Kevin Wolfe is trained as an architect and a landscape architect and has been practicing both disciplines since 1988. He has been involved with the design and planning of a number of important civic projects and parks in New York City and its suburbs, as well as numerous private landscapes and residences across the country. He is a licensed architect in the State of New York and the State of New Jersey.
Kevin is known for his expertise in the renovation of historic buildings and gardens for contemporary uses, for additions to historic buildings and the design of new buildings in New York City's designated historic districts. Active in the city's historic preservation movement, he serves as an adviser to the Historic Districts Council and as a member of the Preservation Committee of the Municipal Arts Society.

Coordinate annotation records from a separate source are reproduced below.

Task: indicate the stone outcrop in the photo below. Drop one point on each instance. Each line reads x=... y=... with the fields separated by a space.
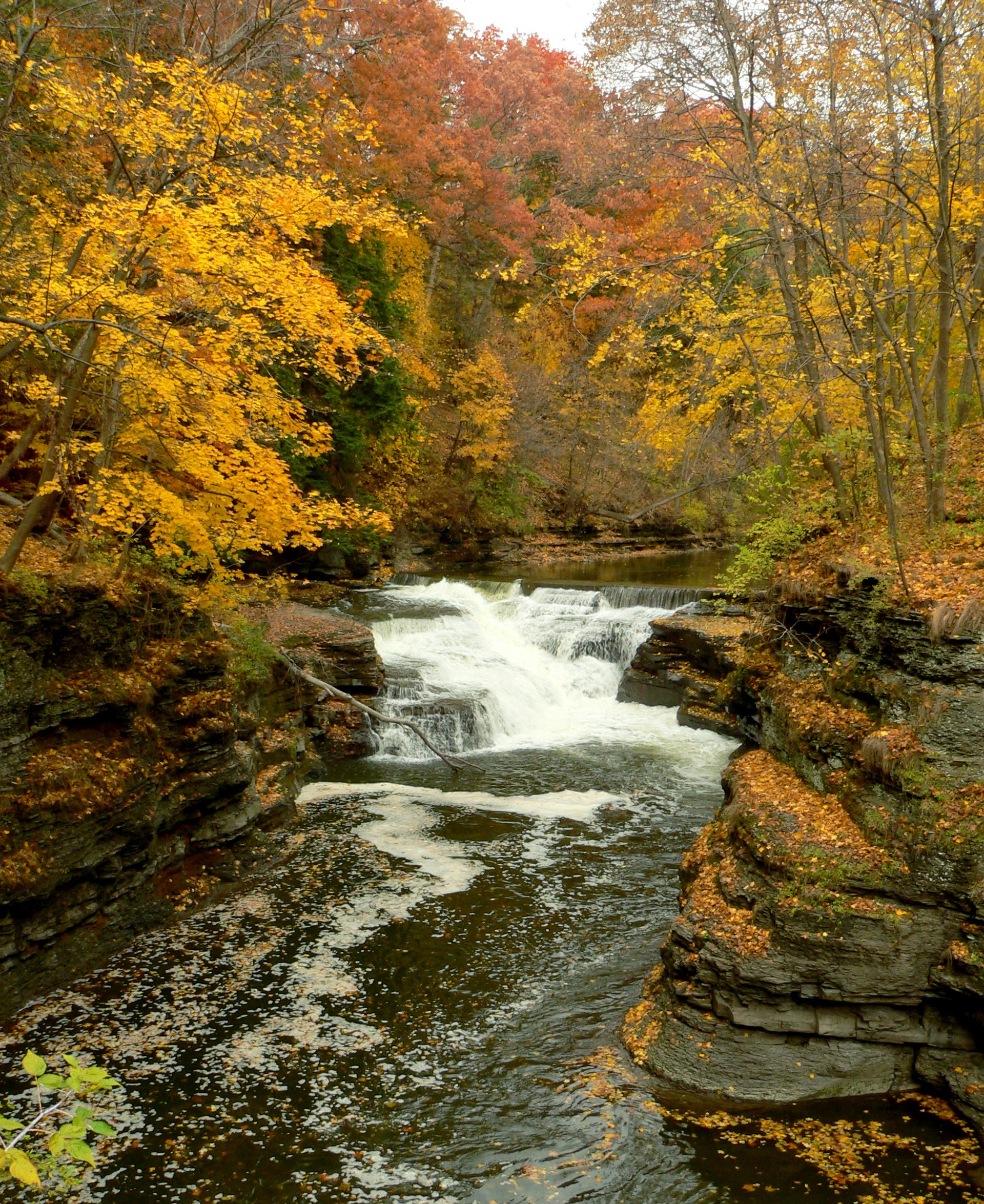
x=142 y=755
x=831 y=934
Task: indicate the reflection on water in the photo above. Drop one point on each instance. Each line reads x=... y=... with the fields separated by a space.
x=422 y=1003
x=693 y=568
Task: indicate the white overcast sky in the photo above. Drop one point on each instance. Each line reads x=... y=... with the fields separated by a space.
x=559 y=22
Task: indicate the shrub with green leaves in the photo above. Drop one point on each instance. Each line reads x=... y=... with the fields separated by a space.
x=768 y=542
x=50 y=1149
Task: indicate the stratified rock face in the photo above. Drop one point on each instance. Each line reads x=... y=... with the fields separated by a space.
x=831 y=940
x=135 y=744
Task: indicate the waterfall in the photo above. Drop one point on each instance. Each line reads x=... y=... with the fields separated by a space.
x=490 y=665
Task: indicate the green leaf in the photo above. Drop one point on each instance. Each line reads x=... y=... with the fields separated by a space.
x=22 y=1168
x=34 y=1065
x=80 y=1151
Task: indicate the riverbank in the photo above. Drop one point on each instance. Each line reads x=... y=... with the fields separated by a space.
x=831 y=911
x=145 y=754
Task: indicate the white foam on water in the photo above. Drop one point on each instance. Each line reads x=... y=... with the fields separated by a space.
x=572 y=805
x=496 y=670
x=400 y=831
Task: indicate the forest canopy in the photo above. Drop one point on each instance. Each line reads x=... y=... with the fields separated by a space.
x=277 y=274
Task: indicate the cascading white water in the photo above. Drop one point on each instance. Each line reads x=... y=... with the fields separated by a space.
x=489 y=667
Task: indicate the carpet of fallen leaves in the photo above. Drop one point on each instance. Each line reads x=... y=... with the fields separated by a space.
x=862 y=1158
x=792 y=826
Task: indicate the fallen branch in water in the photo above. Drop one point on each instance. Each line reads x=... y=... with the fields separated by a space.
x=331 y=691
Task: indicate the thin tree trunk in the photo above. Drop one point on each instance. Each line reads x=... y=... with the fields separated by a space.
x=21 y=448
x=38 y=506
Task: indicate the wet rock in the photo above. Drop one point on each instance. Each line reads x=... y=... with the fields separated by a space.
x=830 y=941
x=130 y=748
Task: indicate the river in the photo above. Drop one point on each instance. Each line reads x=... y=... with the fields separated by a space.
x=421 y=1005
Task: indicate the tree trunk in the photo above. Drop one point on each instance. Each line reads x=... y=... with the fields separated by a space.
x=39 y=505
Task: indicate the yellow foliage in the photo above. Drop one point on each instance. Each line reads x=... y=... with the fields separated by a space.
x=484 y=396
x=163 y=274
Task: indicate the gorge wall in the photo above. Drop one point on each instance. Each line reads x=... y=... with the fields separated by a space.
x=831 y=933
x=145 y=754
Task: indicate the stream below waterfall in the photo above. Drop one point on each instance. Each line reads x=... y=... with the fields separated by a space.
x=422 y=1003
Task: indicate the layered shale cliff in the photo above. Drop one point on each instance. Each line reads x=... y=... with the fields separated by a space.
x=831 y=934
x=144 y=753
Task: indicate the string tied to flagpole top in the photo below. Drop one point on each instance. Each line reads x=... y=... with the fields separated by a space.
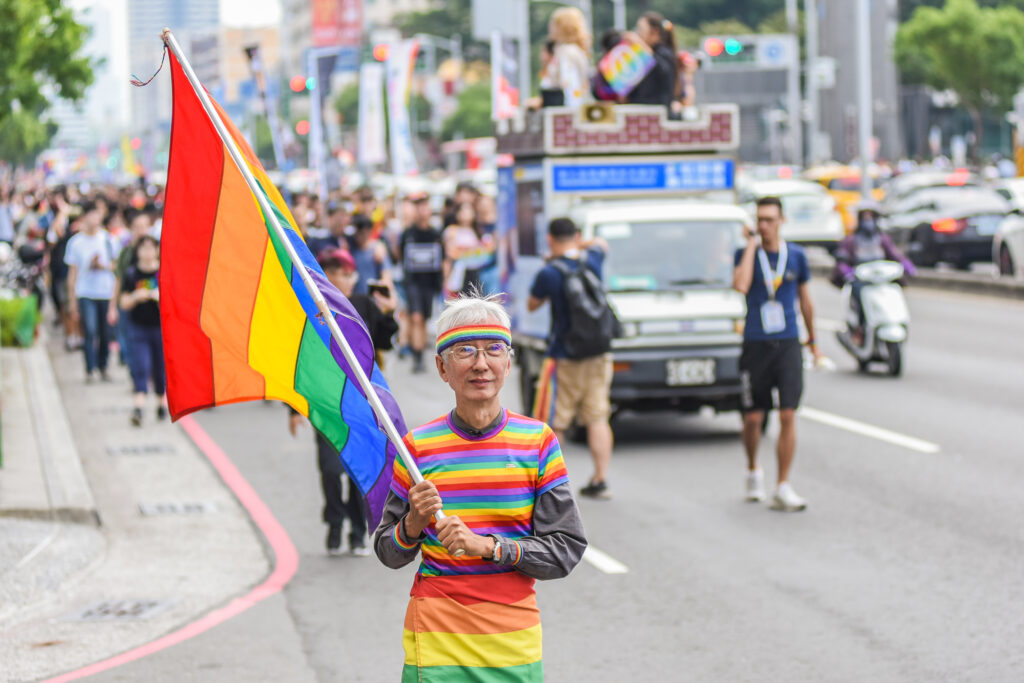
x=139 y=83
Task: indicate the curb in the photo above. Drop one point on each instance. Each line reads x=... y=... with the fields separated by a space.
x=42 y=476
x=967 y=283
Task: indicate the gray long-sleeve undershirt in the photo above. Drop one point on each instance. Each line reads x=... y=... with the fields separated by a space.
x=554 y=549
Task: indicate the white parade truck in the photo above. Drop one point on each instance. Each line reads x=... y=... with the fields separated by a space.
x=662 y=194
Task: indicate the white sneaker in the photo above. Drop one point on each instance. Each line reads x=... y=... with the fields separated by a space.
x=785 y=499
x=755 y=485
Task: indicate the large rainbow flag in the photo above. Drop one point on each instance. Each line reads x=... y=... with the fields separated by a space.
x=238 y=322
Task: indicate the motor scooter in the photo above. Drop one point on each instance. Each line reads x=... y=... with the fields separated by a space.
x=885 y=313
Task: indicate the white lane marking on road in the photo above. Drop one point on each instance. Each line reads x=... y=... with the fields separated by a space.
x=603 y=561
x=39 y=548
x=868 y=430
x=827 y=325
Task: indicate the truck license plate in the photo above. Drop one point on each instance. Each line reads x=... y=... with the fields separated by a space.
x=686 y=373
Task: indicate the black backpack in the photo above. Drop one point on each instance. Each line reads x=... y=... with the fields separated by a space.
x=592 y=322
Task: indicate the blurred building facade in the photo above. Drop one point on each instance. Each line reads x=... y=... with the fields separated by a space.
x=187 y=18
x=296 y=25
x=838 y=39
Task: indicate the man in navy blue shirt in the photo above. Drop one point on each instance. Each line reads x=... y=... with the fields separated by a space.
x=774 y=276
x=584 y=385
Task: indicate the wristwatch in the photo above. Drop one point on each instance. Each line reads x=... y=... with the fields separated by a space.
x=496 y=555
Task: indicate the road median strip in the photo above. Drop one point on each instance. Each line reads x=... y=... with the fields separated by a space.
x=968 y=283
x=870 y=431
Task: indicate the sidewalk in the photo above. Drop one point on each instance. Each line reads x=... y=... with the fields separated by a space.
x=41 y=476
x=173 y=542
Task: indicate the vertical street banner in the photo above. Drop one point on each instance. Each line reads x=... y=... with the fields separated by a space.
x=401 y=57
x=372 y=150
x=504 y=72
x=337 y=23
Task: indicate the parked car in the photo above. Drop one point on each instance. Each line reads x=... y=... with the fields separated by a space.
x=843 y=182
x=955 y=224
x=904 y=186
x=1008 y=247
x=811 y=215
x=1013 y=190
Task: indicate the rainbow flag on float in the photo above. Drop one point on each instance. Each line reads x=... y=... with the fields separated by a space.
x=238 y=322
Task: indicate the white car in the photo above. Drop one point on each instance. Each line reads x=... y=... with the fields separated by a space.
x=1013 y=190
x=1008 y=247
x=811 y=217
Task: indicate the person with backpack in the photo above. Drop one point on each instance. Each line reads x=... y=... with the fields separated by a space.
x=583 y=326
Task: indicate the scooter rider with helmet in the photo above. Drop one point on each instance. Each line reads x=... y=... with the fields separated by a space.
x=866 y=243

As co-founder of the Douglaston & Little Neck Historical Society, he spearheaded the drive to preserve Douglas Manor in Queens, an enclave of early 20th century houses that became New York City's 70th historic district in 1997. He has had more than 40 projects in the Douglaston Historic district approved by the New York City Landmarks Preservation Commission.
Before opening his own practice in 1997, Kevin worked for the New York City Department of Parks & Recreation, where he designed the $2.4 million Marine Park Environmental Center in Brooklyn, which opened to great acclaim in 2000. He also served as project architect for the partial restoration of the Bartow-Pell Mansion in the Bronx, the King Mansion in Queens and the Dyckman Farm House Museum in Manhattan. For the Randall’s Island Sports Foundation, a public-private partnership in Manhattan, he was the project architect for the planning of new sports facilities as well as the renovation and reconstruction of the island’s 400-acre park.

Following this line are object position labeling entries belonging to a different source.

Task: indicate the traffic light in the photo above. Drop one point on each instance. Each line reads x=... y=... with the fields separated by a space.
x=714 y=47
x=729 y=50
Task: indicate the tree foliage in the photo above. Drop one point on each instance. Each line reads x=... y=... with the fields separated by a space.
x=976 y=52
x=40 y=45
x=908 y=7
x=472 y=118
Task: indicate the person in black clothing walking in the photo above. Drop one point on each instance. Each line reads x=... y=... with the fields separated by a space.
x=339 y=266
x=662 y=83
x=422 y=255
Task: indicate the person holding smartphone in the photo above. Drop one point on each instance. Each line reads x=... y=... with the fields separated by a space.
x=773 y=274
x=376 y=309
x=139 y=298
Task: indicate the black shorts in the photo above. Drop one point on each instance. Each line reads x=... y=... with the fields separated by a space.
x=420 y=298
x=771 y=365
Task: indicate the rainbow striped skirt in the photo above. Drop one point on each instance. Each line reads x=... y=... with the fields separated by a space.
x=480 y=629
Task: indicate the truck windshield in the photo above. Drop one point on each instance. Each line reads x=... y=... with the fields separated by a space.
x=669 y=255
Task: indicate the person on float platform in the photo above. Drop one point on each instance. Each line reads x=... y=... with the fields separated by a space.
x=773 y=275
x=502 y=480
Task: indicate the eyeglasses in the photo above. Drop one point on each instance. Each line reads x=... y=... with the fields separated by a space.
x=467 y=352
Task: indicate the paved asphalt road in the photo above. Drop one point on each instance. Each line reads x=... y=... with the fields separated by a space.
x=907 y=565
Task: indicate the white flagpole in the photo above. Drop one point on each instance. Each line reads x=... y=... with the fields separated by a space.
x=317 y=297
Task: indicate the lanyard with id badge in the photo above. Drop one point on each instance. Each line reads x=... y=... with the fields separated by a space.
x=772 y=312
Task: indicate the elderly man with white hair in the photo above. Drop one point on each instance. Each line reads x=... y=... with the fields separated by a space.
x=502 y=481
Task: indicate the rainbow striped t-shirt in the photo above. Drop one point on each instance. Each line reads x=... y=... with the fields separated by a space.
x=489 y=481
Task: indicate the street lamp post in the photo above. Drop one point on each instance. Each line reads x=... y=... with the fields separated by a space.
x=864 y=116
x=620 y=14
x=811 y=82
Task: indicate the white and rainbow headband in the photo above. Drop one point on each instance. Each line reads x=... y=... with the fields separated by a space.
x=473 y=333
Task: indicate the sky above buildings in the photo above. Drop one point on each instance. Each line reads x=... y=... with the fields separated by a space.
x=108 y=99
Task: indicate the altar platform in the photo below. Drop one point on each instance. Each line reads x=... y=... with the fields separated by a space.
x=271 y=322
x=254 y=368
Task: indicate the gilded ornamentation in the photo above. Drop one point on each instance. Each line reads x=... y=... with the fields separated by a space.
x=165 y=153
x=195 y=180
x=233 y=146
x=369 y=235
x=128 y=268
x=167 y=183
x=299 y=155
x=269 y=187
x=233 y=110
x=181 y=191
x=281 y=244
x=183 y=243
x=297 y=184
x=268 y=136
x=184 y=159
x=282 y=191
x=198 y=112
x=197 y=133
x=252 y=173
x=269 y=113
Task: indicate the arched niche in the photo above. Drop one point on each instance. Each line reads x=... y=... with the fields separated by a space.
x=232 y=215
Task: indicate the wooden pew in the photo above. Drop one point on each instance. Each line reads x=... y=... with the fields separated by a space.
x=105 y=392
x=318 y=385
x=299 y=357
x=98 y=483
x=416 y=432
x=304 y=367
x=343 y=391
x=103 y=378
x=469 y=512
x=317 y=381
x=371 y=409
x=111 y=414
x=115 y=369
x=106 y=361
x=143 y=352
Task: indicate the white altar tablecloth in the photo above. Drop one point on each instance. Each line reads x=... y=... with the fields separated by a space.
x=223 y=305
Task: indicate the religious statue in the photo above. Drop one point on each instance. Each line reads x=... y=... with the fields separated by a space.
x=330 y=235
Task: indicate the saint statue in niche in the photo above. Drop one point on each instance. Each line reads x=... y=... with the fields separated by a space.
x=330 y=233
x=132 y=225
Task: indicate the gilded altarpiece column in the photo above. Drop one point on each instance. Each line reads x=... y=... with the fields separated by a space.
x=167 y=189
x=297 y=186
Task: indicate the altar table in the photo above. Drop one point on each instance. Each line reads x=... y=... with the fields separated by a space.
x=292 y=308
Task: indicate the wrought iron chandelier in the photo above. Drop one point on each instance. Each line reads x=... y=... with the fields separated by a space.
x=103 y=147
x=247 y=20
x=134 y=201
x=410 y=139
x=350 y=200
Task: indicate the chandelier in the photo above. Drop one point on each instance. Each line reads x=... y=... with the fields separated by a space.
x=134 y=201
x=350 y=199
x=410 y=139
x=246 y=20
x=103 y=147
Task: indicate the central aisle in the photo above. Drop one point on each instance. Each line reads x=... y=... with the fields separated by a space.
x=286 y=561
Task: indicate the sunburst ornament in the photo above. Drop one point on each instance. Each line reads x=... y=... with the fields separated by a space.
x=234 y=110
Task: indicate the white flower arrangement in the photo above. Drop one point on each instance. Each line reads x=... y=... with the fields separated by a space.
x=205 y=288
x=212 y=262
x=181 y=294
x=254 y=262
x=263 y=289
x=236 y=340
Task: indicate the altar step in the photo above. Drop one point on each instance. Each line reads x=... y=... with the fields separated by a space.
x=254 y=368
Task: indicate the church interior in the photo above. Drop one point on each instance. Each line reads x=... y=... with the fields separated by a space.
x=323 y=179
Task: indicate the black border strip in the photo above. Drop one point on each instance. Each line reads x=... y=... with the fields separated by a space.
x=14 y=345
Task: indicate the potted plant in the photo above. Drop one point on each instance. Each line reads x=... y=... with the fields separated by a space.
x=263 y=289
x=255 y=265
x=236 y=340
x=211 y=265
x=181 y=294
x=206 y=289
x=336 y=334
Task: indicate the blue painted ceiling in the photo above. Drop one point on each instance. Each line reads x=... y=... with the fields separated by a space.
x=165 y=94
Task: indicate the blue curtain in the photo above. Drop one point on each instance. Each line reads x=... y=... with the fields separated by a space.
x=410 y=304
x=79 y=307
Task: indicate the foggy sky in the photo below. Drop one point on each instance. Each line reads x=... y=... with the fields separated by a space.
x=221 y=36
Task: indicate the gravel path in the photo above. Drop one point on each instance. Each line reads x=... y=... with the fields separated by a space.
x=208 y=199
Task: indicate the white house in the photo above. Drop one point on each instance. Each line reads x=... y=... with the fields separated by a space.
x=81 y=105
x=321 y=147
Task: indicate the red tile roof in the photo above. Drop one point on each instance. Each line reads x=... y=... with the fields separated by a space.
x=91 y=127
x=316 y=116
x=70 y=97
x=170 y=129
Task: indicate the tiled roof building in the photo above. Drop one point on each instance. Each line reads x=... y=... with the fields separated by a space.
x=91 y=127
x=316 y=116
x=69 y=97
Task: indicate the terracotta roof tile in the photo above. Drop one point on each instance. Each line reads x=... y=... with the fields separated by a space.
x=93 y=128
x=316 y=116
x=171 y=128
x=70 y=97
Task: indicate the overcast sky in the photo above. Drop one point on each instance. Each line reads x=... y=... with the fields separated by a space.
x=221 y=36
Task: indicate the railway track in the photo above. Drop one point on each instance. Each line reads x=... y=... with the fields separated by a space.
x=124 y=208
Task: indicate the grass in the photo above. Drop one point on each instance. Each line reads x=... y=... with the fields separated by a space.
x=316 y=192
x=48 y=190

Kevin has worked at several prestigious architecture and landscape architecture firms in New York, including Rafael Vinoly Architects, Fox & Fowle Architects, Kohn Pedersen & Fox Interior Architects, M. Paul Friedberg & Partners, and Weintraub & diDomenico. He is presently teaching Historic Preservation in the Masters program at The Pratt Institute, and has taught architecture at the New York Institute of Technology and landscape design at The City College of New York. In addition, he has served as a guest critic for the architecture schools at Yale University, Columbia University, and the New York Institute of Technology.
A former journalist, Kevin regularly contributes articles about architecture, interior design, landscape design and historic preservation to magazines including Garden Design, Metropolis, House Beautiful, Colonial Homes, and Traditional Home. His essays on architecture and landscape design have been featured in several books, including Long Island's Great Estates, 1860-1940, published in 1997 for The Society for the Preservation of Long Island Antiquities. He has also written a book, This Salubrious Spot—100 Years at Douglas Manor, published in 2007 by the Douglas Manor Association.
A graduate of Holy Cross College, Kevin holds a Master’s degree in Architecture from Columbia University, a Master of Arts degree from Clark University and a Bachelor’s degree in Landscape Architecture from The City College of New York.
With more than two decades of experience as an interior designer, Pam Broderick is a seasoned professional who is known for her ability to translate clients’ tastes and lifestyles into beautiful and livable interiors at every budget level, whether it’s furnishing a whole house or redesigning one room.
Pam first trained with Carol Hayden of the renowned New York interior design firm Hayden Perowne, and later spent many years as an interior designer with Windham House, an antiques and home furnishings purveyor in Greenvale, New York. In 2007, she formed an association with architect Kevin Wolfe where her recent projects have included the Hur Residence in Douglas Manor, and the Palladino Residence in Montauk.
Pam’s comprehensive background in design includes training as a fine arts painter at Manhattan’s Art Student’s League and School of Visual Arts; designing fabrics for Boris Kroll; a stint as a cabinetry designer for a custom-cabinet manufacturer in Manhattan; and an assignment to furnish model apartments in Manhattan for a high-end condominium developer, which she successfully accomplished on a tight budget and timeframe.
During her tenure at Windham House, where she ran both the retail business and interior design practice, she broadened her knowledge of antiques and honed her expertise in efficiently bringing projects in on time and within budget. Her years in retail not only taught her the fine points of working with vendors, but also furthered her knowledge of interior-design resources. Her early studies in fine arts painting and her work in textile design have also given her a keen eye for color, fabrics and materials.
Unlike many interior designers who often lose interest after the bulk of the project is completed, Pam’s special talent for selecting accessories results in rooms with a finished, lived-in look. She is sought after because her interiors are always unique, always have a natural feel and never have that over-designed “signature” look that screams “decorator.”
Pam holds a Bachelor of Arts degree in Interior Design from the New York Fashion Institute of Technology.